Let $f_n$ be weakly convergent to $f$ in $L^1[0,1]$. That is, for any $\phi \in L^\infty[0,1]$, we have \begin{equation} \int_{[0,1]} f_n\phi \to \int_{[0,1]}f\phi \end{equation} as $n \to \infty$.
Next, for any $g \in L^1[0,1]$, the convolution $f_n *g$ is in $L^1[0,1]$ by Young's inequality. However, I cannot prove / disprove if $f_n *g$ converges to $f*g$ weakly in $L^1[0,1]$ as $n \to \infty$.
Could anyone please help me?
On
Observe for $\phi \in L^\infty([0,1])$, $$ \begin{aligned} \int_{[0,1]} (f_n * g) \phi &= \int_{[0,1]} \int_{[0,1]} f_n(x - y) g(y) \phi(x) dy dx \\ &= \int_{[0,1]} g(y) \int_{[0,1]} f_n(x - y) \phi(x) dx dy \\ \end{aligned} $$ where $f_n$ and $f$ are taken to be $0$ outside their domain of definition. Now let $h_n \in L^1([0,1])$ be defined so $h_n(y) := g(y) \int_{[0,1]} f_n(x - y) \phi(x) dx$.

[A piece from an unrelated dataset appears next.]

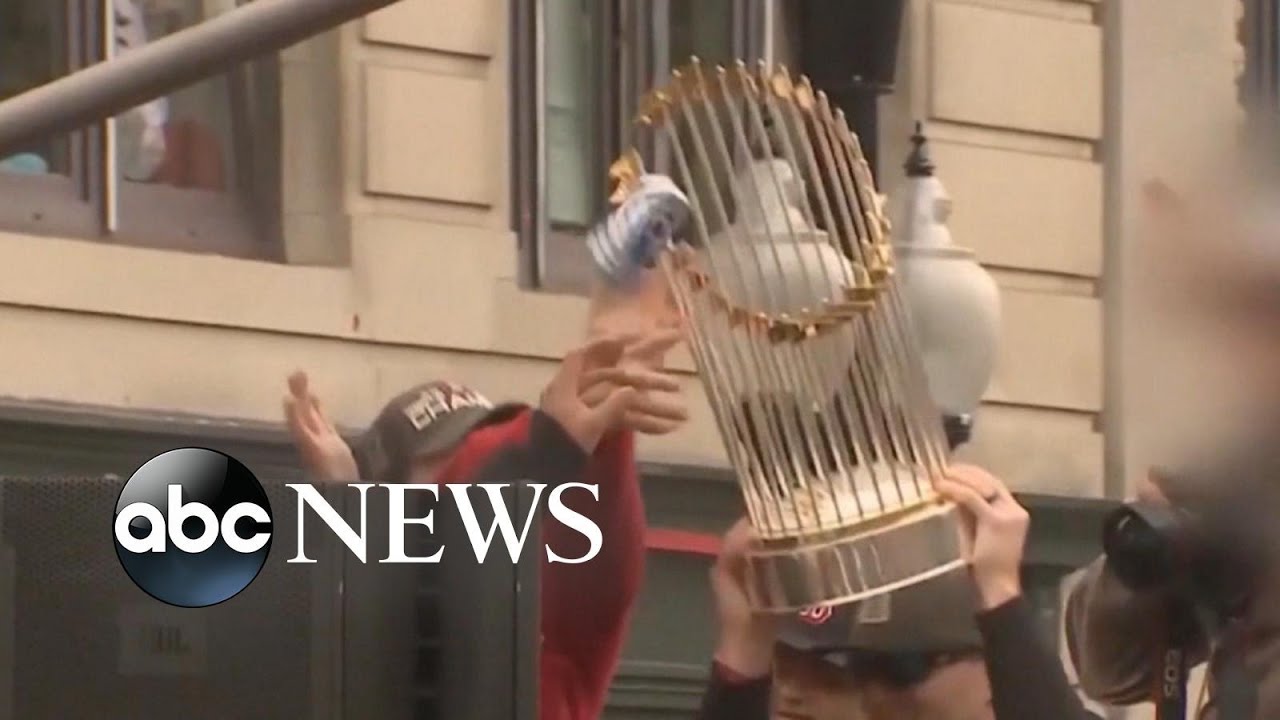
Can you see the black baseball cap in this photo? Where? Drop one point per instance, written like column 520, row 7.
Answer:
column 428, row 420
column 936, row 616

Claim: $h_n \to h$, where $h(y) := g(y) \int_{[0,1]} f(x - y) \phi(x) dx$.
Proof: Let $\psi_y := 1_{[0, 1-y]} \phi(\cdot + y)$. Note $\psi_y \in L^\infty$ and $$ \begin{aligned} \int_{[0,1]} f_n(x - y) \phi(x) dx &= \int_{[0,1-y]} f_n(z) \phi(z+y) dz \\ &= \int_{[0,1]} f_n(z) \psi_y(z) dz \\ & \to \int_{[0,1]} f(z) \psi_y(z) dz \\ &= \int_{[0,1-y]} f(z) \phi(z + y) dz \\ &= \int_{[0,1]} f(x - y) \phi(x) dx \end{aligned}. $$ As $y \in [0,1]$ was arbitrary, $h_n \to h$. $\square$
Next note that because weakly convergent sequences are bounded, we have some $M > 0$ so $M \geq \|f_n\|_1$ for all $n \in \mathbb{N}$. Then
$$\begin{aligned} |h_n| &\leq |g| \int_{[0,1]} |f_n(x - \cdot)| |\phi(x)| dx \\ &\leq |g| \|f_n\|_1 \|\phi\|_\infty \\ &\leq |g| M \|\phi\|_\infty \in L^1([0,1]). \end{aligned} $$
Then, by Dominated Convergence Theorem, we have $$\begin{aligned} \int_{[0,1]} (f_n * g) \phi &= \int_{[0,1]} h_n \\ &\to \int_{[0,1]} h \\ &= \int_{[0,1]} (f * g) \phi. \end{aligned} $$
As $\phi \in L^\infty$ was arbitrary, we are done. $\blacksquare$
On
Let $\phi \in L^\infty(0, 1)$. We want to prove that $$ \int_0^1 (f_n * g) \phi \xrightarrow{n \to \infty} \int_0^1 (f * g) \phi. $$
By definition of weak topology, it suffices to prove that the linear map $$ T:L^1(0, 1) \to \mathbb R, h \mapsto \int_0^1 (h * g) \phi $$ is continuous. This is indeed true because $$ \begin{align*} |T(h)| &\le \|\phi\|_{L^\infty} \| h * g\|_{L^1} \text{ by Hölder's inequality}\\ & \le \|\phi\|_{L^\infty} \| h\|_{L^1}\|g\|_{L^1} \text{ by Young's inequality}. \end{align*} $$
Let $\phi \in L^{\infty}$. First note that $$ \int |(f_n*g)(x)\phi(x)|\ \mathrm{d}x \le \Vert \phi\Vert_{L^{\infty}}\Vert f_n * g\Vert_{L^1} < \infty $$ by Young's inequality. Hence by Fubini-Tonelli, $$ \begin{align*} \int (f_n*g)(x)\phi(x)\ \mathrm{d}x &= \int\int f_n(y)g(x-y) \phi(x)\ \mathrm{d}y \mathrm{d}x \\ &= \int f_n(y)\int g(x-y) \phi(x)\ \mathrm{d}x \mathrm{d}y \\ \end{align*} $$ Furthermore by Young's inequality, $$ \int g(x-y) \phi(x)\ \mathrm{d}x \in L^{\infty}, $$ being the convolution of $g(-\cdot) \in L^1$ with $\phi \in L^\infty$. Thus $$ \int f_n(y)\int g(x-y) \phi(x)\ \mathrm{d}x \mathrm{d}y \to \int f(y)\int g(x-y) \phi(x)\ \mathrm{d}x \mathrm{d}y $$ by weak convergence of $f_n$.